Duodenal switch, also known as vertical gastrectomy with duodenal switch, or biliopancreatic diversion with duodenal switch, or DS or BPD-DS, is a complicated weight loss surgery.

It involves resection of the greater curvature of the stomach, leaving in place the pylorus and a little of the duodenum, which are anastomosed to the ileum. The rest of the duodenum and jejunum simply empty their secretions into the distal ileum through a new anastamosis.

Duodenal switch combines restrictive and malabsorptive techniques to achieve and maintain the excess weight loss.

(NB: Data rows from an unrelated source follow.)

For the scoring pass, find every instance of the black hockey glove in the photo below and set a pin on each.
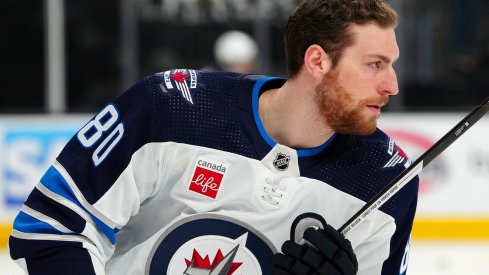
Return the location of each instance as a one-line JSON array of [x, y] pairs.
[[330, 254]]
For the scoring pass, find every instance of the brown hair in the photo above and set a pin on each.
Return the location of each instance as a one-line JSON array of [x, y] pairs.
[[326, 23]]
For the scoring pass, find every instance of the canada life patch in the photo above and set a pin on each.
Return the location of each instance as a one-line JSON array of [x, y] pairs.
[[181, 79], [207, 178]]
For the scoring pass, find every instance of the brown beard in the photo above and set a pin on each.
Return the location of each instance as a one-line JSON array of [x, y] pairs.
[[340, 112]]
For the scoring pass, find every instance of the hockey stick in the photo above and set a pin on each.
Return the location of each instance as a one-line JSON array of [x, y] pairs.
[[395, 185]]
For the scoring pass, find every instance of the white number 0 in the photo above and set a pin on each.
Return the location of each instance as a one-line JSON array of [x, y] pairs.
[[93, 131]]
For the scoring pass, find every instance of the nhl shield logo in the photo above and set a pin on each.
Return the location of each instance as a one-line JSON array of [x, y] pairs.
[[281, 162]]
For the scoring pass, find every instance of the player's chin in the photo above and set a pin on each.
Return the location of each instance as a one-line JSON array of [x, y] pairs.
[[365, 128]]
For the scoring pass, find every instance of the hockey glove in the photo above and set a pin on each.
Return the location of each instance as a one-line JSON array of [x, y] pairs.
[[326, 253]]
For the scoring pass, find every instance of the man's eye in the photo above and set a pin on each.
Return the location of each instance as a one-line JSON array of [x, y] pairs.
[[376, 64]]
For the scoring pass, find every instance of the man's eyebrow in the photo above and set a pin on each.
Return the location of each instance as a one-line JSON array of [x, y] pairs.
[[382, 57]]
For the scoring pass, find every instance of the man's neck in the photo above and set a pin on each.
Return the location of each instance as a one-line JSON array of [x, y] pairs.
[[291, 117]]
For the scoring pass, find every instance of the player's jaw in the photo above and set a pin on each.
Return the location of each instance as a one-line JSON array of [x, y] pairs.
[[342, 112]]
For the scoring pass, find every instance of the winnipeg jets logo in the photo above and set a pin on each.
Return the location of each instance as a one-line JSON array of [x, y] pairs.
[[281, 162], [211, 244], [184, 80], [222, 265]]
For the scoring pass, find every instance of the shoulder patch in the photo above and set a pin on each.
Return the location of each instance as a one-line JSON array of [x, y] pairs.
[[397, 155], [181, 80]]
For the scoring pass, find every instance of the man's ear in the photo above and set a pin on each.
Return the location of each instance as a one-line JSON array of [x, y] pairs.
[[317, 62]]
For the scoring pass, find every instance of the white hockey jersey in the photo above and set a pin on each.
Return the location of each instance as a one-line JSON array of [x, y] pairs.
[[178, 176]]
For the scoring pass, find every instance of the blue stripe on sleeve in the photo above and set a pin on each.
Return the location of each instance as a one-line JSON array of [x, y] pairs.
[[55, 182], [28, 224]]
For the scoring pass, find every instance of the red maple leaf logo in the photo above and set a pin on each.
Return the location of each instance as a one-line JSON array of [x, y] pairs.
[[198, 261], [179, 77]]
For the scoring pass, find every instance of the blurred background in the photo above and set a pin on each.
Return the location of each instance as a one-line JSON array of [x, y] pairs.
[[62, 60]]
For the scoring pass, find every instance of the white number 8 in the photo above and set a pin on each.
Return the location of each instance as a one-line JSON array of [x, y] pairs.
[[93, 131]]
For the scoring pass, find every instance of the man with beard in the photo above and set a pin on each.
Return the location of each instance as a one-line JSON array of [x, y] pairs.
[[194, 172]]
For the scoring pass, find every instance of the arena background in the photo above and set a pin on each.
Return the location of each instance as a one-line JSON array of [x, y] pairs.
[[62, 60]]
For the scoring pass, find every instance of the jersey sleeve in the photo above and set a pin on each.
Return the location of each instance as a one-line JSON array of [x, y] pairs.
[[397, 263], [99, 180]]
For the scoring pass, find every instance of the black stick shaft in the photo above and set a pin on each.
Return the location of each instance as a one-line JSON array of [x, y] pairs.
[[395, 185]]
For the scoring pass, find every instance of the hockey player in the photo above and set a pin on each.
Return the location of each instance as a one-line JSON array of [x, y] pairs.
[[193, 172]]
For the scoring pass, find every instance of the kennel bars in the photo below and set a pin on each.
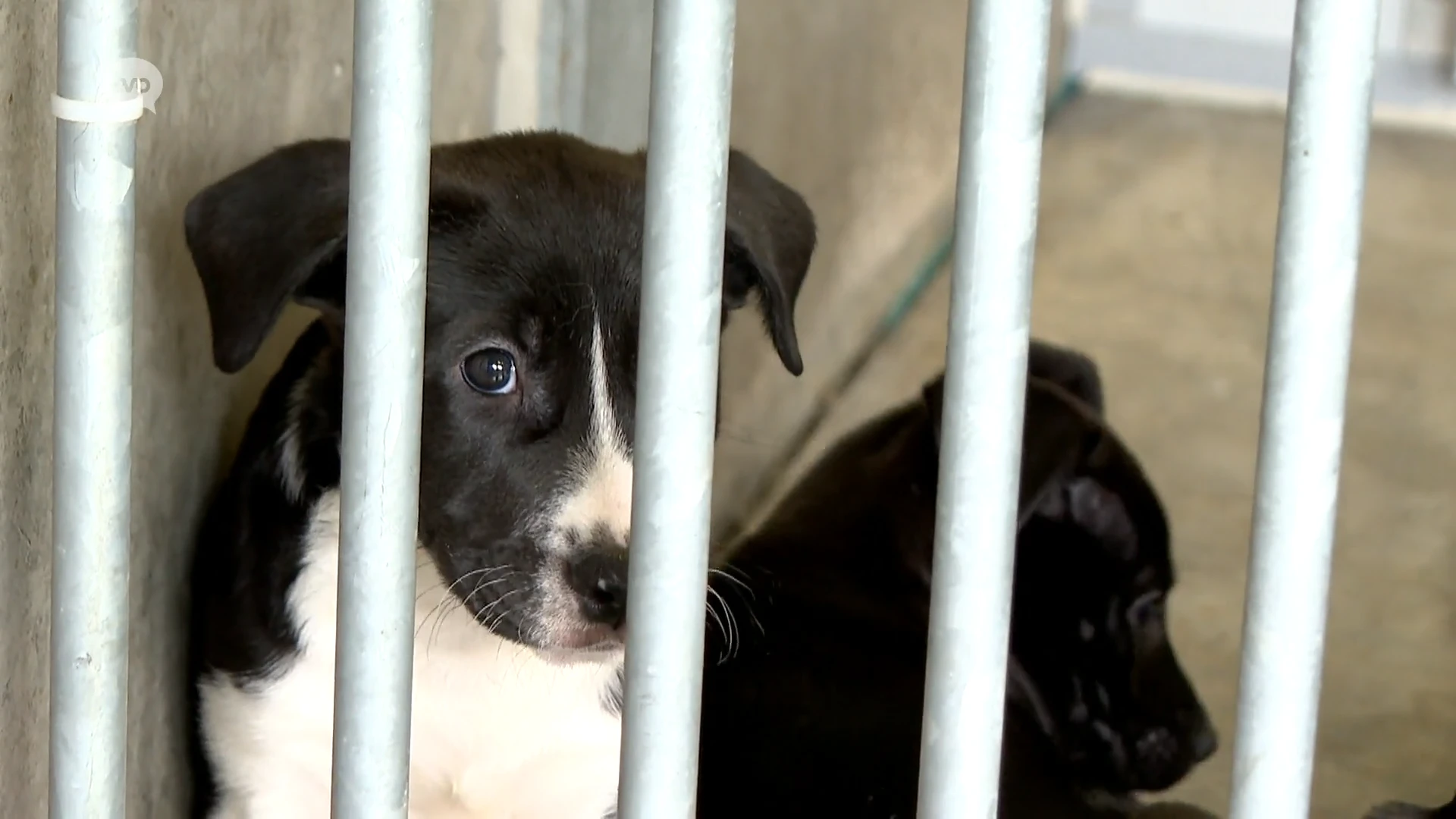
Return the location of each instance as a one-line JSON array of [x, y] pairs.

The restrictive component involves reducing the size of the stomach. The stomach is divided vertically and more than 85 percent of the stomach is removed. The stomach that remains is shaped like a banana and is about 100 to 150 milliliters or 6 ounces.

The duodenal switch also keeps a small part of the duodenum in the digestive system. The duodenum is the first part of the small intestine. It is located between the stomach and the jejunum, or the middle part of the small intestine.

Food consumed mixes with stomach acid, and then moves down into the duodenum, where they mix with bile from the gall bladder and digestive juices from the pancreas.
Malabsorptive surgery restricts the amount of calories and nutrients the body absorbs. In this surgery small intestine is rearranged to separate the flow of food from the flow of bile and pancreatic juices. The food and digestive juices interact only in the last 18 to 24 inches of the intestine, allowing for malabsorption.

Unlike the restrictive part of the surgery, the intestinal bypass part of the duodenal switch is partially reversible if the patient experiences malabsorptive complications.

After duodenal switch (DS), the patient consumes less food than normal, but it is still more than with other weight loss surgeries. Even this amount of food cannot be digested as normal, so a large amount of food passes through the shortened intestines undigested.
The duodenal switch can also be performed laparoscopically, which means that the surgeon will make small incisions rather than one large incision. The surgeon will insert a laparoscope (viewing tube with a small camera) and other tiny insert instruments into these small incisions to perform the duodenal switch procedure.

People with a body mass index (BMI) greater than 40 are suitable for the duodenal switch. People with lower BMIs, but with obesity-related illnesses such as diabetes may also be apt candidates for this surgery. The duodenal switch can be effective for people with very high BMIs of greater than 55.